Tracing Roady's "four times" factoid to its source would have revealed that she was garbling a 1998 study from the Department of Health and Human Services' Substance Abuse and Mental Health Services Administration. The study involved only persons aged 12-17 who used marijuana weekly; Amendment 44 would not change the law applicable to them.

Ensslin also reported that Tvert tied the anti-44 group Save Our Society from Drugs to "a Florida group which he alleged once withheld food from children." As Ensslin reported, a spokesman for the group called Tvert's allegation "borderline slanderous" and "unsubstantiated and untrue."

A follow-up article could have reported that Save Our Society was founded by Betty Sembler, who was also a co-founder of the Florida-based drug treatment organization Straight Inc. (Sembler is a primary funder of the national drug prohibition movement.)

Maia Szalavitz's book Help At Any Cost: How the Troubled- Teen Industry Cons Parents and Hurts Kids describes the many cultlike practices of Straight Inc., including: "Many Straight participants reported that from the very start, they were underfed." Food deprivation was used as tool to make teenagers weak and vulnerable. As the Fox News Web site reports (www.webdiva.org/fox), there is extensive evidence of many forms of extreme child abuse at Straight.

But at least the News reported the debate, which The Denver Post did not. Over the last few months, the News has covered Amendment 44 much more thoroughly than has the Post.

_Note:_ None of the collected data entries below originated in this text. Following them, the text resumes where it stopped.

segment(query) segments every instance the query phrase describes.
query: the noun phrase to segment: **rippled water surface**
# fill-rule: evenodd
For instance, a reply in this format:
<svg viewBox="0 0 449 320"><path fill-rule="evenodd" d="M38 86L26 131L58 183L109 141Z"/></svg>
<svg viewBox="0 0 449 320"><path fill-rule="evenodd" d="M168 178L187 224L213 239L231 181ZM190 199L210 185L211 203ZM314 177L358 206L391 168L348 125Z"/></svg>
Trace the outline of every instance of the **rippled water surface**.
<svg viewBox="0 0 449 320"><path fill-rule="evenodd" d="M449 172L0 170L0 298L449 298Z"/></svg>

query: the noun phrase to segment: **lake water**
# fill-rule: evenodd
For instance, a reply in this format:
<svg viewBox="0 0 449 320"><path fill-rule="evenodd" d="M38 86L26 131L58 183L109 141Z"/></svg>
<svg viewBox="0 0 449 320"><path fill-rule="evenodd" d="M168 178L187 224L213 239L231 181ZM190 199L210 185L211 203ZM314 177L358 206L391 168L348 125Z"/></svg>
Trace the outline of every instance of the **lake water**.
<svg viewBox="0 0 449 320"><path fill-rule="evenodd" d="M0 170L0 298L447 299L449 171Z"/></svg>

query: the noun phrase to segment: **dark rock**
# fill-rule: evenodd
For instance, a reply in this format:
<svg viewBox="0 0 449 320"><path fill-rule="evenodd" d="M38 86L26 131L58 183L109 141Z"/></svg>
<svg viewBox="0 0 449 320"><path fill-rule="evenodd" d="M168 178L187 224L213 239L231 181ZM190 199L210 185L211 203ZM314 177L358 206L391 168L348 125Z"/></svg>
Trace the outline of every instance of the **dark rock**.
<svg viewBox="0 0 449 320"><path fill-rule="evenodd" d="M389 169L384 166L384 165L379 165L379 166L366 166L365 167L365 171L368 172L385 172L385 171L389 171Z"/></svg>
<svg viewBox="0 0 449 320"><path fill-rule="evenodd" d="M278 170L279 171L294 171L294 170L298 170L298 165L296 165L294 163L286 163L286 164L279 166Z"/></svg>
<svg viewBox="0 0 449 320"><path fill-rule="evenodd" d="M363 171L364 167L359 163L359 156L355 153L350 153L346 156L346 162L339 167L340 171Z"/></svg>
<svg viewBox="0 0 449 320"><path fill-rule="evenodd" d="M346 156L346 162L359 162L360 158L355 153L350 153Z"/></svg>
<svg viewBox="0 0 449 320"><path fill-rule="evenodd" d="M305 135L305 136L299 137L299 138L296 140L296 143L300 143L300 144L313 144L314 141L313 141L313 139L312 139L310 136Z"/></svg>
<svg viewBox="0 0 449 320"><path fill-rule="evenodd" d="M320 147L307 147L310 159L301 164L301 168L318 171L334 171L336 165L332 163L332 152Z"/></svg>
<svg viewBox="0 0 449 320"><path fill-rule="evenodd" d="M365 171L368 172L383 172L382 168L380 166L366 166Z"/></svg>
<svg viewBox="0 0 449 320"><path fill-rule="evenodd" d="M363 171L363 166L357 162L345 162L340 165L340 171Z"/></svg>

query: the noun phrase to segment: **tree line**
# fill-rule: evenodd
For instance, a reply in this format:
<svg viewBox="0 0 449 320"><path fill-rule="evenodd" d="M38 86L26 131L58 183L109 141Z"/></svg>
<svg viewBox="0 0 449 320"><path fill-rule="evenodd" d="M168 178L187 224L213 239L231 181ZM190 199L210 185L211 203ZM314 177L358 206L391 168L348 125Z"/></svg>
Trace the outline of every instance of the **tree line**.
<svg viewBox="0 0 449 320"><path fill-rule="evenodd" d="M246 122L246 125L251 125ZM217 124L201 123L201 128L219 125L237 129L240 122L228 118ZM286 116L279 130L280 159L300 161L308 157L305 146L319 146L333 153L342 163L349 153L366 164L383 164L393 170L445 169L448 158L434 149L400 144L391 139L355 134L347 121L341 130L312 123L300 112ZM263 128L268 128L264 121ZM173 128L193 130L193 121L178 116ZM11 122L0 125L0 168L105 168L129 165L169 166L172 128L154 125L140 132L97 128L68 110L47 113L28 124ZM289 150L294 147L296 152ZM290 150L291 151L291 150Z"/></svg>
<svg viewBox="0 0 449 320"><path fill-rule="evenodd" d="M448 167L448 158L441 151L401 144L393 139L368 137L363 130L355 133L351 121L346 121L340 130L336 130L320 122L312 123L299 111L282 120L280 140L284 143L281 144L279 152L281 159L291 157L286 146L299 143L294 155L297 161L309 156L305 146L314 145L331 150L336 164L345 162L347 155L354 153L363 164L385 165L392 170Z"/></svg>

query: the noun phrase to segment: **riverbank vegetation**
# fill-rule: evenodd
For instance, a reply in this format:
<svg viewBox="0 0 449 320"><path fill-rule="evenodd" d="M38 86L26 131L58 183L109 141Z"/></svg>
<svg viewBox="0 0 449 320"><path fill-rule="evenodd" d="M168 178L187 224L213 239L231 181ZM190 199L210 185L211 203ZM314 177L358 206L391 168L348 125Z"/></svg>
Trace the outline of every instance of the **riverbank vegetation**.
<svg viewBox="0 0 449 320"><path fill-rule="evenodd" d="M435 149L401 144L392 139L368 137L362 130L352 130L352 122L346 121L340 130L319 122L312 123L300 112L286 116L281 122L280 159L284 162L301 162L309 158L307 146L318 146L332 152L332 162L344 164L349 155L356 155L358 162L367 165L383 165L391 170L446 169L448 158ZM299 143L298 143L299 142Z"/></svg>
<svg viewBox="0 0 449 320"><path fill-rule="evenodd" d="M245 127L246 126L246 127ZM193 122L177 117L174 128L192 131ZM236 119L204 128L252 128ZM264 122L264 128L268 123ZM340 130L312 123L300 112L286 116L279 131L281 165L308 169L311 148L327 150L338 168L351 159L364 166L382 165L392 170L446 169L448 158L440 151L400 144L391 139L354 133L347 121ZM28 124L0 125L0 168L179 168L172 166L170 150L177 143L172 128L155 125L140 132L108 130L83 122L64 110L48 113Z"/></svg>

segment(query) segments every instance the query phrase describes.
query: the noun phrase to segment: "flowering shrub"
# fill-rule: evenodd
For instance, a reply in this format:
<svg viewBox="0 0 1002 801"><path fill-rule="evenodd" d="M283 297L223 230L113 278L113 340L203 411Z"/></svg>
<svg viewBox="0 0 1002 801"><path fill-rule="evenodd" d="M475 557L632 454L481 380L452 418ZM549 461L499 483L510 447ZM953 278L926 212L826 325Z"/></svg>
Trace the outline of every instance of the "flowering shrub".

Bill Menezes of Colorado Media Matters, in a Monday Speakout column in the News, and News publisher John Temple in his blog, have criticized me for writing about the Independence Institute's study of media bias in coverage of Referendums C and D last year.

Menezes perhaps did not read the study very carefully. For example, he complained about "unsupported assumptions" such as the study's statement "the majority of editors and reporters at the newspapers are either 'left leaning' or 'liberal.'" Actually, the very next sentence of the study provided the support: "Denver Post Editor Greg Moore explained why: 'it's neither intentional nor conspiratorial but rather because people drawn to journalism tend to be from the political left.' "

Temple disputes my contention of establishmentarian bias; as evidence, he points out that the News has editorially opposed some big government programs, such as the FasTracks tax increase. True enough - but my column was not about editorial page opinions; it was about news stories.

Significantly, neither Menezes nor Temple disputed the central finding of the study: In news stories about C and D, the Denver dailies gave far more space to the views of proponents than to opponents.

As most readers know, the Independence Institute has a bias against the referendums - and indeed, every Independence Institute paper is "biased," in the sense that we write in order to promote what we see to be constructive social change. So did many news reporters who were covering C and D, but without the truth-in-labeling that think tanks provide.

Polls in last weekend's News and Post polls both showed Colorado Attorney General John Suthers with a very small lead over Democratic challenger Fern O'Brien. Only the Post poll revealed the potential spoiler: Libertarian Dwight Harding is polling 6 percent.

Correction: Ricardo Baca is the name of the Post pop music critic, not Richard, as I incorrectly wrote in my Oct. 21 column.